- NH15 in red

Route information
- Maintained by MoPIT (Department of Roads)
- Length: 128 km (80 mi)
- History: Black topped, 2 lanes

Major junctions
- West end: Gwarko
- Lubhu, Panauti
- East end: Patalekhet

Location
- Country: Nepal
- Provinces: Bagmati Province
- Districts: Bhaktapur, Lalitpur, Kavrepalanchowk

Highway system
- Roads in Nepal;
| ← NH14 |  | → NH16 |

= National Highway 15 (Nepal) =

Highway in Nepal

NH15 or Gwarko–Lamatar–Dahaltar Road is a provincial national highway located in Bagmati Province of Nepal that runs from Gwarko (Katmandu Valley) to Dahaltar (Dhulikhel Municipality) via Lubhu, Lamatar, Lakuri Bhanjyang, Mane Dobhan and Panauti.

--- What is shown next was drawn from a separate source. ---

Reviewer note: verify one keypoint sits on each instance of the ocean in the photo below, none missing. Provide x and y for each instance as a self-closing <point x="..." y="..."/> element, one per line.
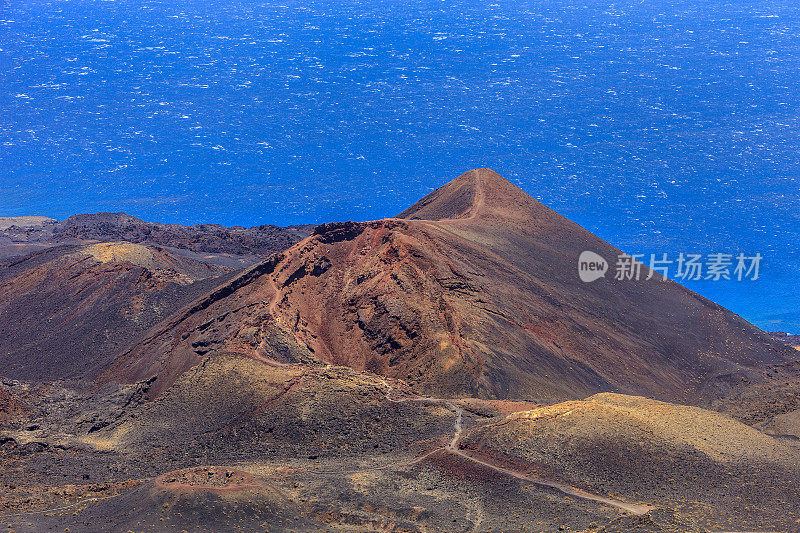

Total length of the highway is 128 km.

The highway starts at Gwarko from Kathmandu Ringroad (NH39) and moves east into Mahalaxmi Municipality there it passes through neighborhoods like Lamatar and Lakuri Bhanjyang then the road moves into Panauti Municipality where it passes through Mane Dobhan, Aaruchaur, Bagmare, Panauti and Sunthan then enters into Dhulikhel Municipality and passes through Shankhupati Chaur then enters into Namobuddha Municipality where it passes through Dapcha Chhatrebangh and moves again into Dhulikhel Municipality and finally merges with NH03 at Patalekhet.

According to Madhav Paudel the construction of the highway began in 1954 and a motorable road from Gwarko to Panauti was built.

It is an alternative Highway of NH34 which connects Kathmandu with NH13 at Dhulikhel.